The strongest growth advantage today is solving the real workflows that cross multiple product markets. Because that’s where the real friction lives, and where users feel the difference immediately.

Collaboration is rarely the default in environments shaped by ownership lines, team boundaries, and competing incentives. But cross-market workflows align with how people actually live inside their work. The seams between markets are where users feel the most fragmentation, carry the most cognitive load, and lose the most time. These seams are also where no single vendor “owns” the experience, so whoever clarifies that seam first wins trust, momentum, and, importantly, adoption.

Stripe is a good example of this. It began in payments, a neatly defined category. But the moment you collect a payment, you trigger a sequence that crosses half a dozen markets: identity verification, fraud inspection, tax calculation, billing logic, payout workflows, revenue analytics, treasury management. 

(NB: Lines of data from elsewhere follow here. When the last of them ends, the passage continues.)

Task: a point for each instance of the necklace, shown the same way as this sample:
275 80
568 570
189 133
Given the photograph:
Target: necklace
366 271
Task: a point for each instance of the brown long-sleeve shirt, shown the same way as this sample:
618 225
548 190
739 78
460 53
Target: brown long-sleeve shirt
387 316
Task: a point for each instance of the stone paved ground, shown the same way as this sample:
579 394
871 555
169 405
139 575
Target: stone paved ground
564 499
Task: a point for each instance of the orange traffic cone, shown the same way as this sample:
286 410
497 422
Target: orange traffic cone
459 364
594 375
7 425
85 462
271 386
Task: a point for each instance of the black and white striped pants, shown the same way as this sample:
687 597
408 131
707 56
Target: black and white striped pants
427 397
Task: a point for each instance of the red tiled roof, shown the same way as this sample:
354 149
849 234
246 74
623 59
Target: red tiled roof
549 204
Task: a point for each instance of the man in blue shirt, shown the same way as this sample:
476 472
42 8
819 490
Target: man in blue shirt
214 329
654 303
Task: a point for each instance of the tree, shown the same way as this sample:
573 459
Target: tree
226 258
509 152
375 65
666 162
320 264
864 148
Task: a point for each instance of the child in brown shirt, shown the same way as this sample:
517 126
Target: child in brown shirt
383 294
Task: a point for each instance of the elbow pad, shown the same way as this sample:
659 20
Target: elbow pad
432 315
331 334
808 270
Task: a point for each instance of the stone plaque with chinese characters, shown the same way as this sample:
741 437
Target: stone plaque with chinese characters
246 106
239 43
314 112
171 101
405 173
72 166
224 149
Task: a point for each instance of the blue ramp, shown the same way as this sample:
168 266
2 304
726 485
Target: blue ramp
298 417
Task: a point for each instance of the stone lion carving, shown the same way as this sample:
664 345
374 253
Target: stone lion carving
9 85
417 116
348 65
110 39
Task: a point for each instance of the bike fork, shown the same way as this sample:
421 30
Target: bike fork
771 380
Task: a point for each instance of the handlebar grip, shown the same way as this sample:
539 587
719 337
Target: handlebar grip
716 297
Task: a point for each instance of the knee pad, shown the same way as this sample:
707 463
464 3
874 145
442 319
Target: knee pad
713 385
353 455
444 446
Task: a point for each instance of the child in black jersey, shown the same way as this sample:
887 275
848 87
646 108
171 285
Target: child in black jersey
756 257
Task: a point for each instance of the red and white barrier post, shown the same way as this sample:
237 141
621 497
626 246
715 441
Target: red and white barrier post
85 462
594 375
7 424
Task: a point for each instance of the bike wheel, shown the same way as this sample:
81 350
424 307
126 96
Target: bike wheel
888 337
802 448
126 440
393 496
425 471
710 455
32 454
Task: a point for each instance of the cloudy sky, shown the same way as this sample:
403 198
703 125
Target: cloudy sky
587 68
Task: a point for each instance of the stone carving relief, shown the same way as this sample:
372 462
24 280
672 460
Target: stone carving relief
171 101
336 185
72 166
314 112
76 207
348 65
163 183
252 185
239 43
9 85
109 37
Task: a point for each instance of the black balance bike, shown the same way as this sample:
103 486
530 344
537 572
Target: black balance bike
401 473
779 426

Image from 2023 WhiteSight.net


Stripe expanded to users already moving through adjacent surfaces. It followed the workflow, not the product category, and in doing so, it became infrastructure.

Users want coherence across the workflow far more than they want perfection of kind. I’ve seen this in research for years. Teams deprioritize onboarding, permissions, billing, role management… anything that lives in the seams between systems. Fixing them requires crossing institutional boundaries. Yet these are the very pain points users raise repeatedly and urgently. They don’t care which team or vendor “owns” the surface. They just need the work to make sense end-to-end. Whether the boundary is organizational or architectural, users experience it the same way: as friction.

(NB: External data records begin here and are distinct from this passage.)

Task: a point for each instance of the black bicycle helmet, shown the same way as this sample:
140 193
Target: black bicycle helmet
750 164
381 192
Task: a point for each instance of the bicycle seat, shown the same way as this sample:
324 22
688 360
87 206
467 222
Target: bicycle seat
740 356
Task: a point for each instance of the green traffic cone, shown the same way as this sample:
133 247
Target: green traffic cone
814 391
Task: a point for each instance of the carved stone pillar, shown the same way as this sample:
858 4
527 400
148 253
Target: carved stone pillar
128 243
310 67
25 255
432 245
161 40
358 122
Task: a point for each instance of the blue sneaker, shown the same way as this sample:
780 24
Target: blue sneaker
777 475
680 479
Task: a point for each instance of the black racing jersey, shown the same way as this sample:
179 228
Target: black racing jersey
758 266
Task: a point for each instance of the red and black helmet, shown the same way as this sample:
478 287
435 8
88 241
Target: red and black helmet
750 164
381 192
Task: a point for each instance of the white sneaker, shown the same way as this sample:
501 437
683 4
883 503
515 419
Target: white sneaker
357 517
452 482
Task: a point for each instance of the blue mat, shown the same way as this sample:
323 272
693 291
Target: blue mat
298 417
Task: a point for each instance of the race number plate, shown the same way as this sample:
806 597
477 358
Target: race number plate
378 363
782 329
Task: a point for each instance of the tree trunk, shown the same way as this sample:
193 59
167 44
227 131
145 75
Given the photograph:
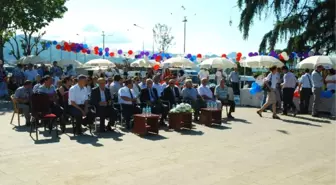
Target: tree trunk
2 47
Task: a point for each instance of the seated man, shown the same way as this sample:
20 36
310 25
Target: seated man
190 95
171 93
127 100
48 88
222 93
22 96
205 92
78 101
102 101
150 96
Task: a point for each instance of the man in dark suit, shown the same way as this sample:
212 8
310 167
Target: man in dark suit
171 93
150 97
102 101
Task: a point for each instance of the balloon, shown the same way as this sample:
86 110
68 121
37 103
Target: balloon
158 58
156 67
189 55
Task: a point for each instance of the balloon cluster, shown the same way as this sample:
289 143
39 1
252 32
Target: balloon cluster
256 88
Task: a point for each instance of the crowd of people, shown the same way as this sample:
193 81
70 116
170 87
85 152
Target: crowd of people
119 96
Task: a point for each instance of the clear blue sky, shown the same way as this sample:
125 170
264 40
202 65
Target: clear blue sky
208 32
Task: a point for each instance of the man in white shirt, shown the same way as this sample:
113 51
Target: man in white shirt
270 83
78 101
127 100
288 88
207 95
234 80
30 73
305 88
203 73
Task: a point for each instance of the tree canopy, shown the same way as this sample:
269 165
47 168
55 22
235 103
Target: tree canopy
29 16
162 36
303 24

The point of a service is to reduce the burden. In this case, what users carry stitching their own workflows together out of tools that were never designed to cooperate. When companies do that well, market dominance follows as a consequence, not the strategy. Cross-market expansion works when it removes friction between the domains users already have to move through. Anything else just adds more surface area without reducing the load.

Cross-market expansion is not automatically good, of course. Misapplied, it’s one of the fastest ways a product loses its internal coherence. You see this in project-management tools that bolt on CRM-lite features; the surface area grows, but the user’s burden doesn’t shrink. Expansion for the sake of “more market,” to match a competitor, or to fill an empty roadmap isn’t a strategy…  it’s drift. 

The distinction is simple: cross-market expansion works when you understand the motion of the work. It fails when you chase markets instead of workflows.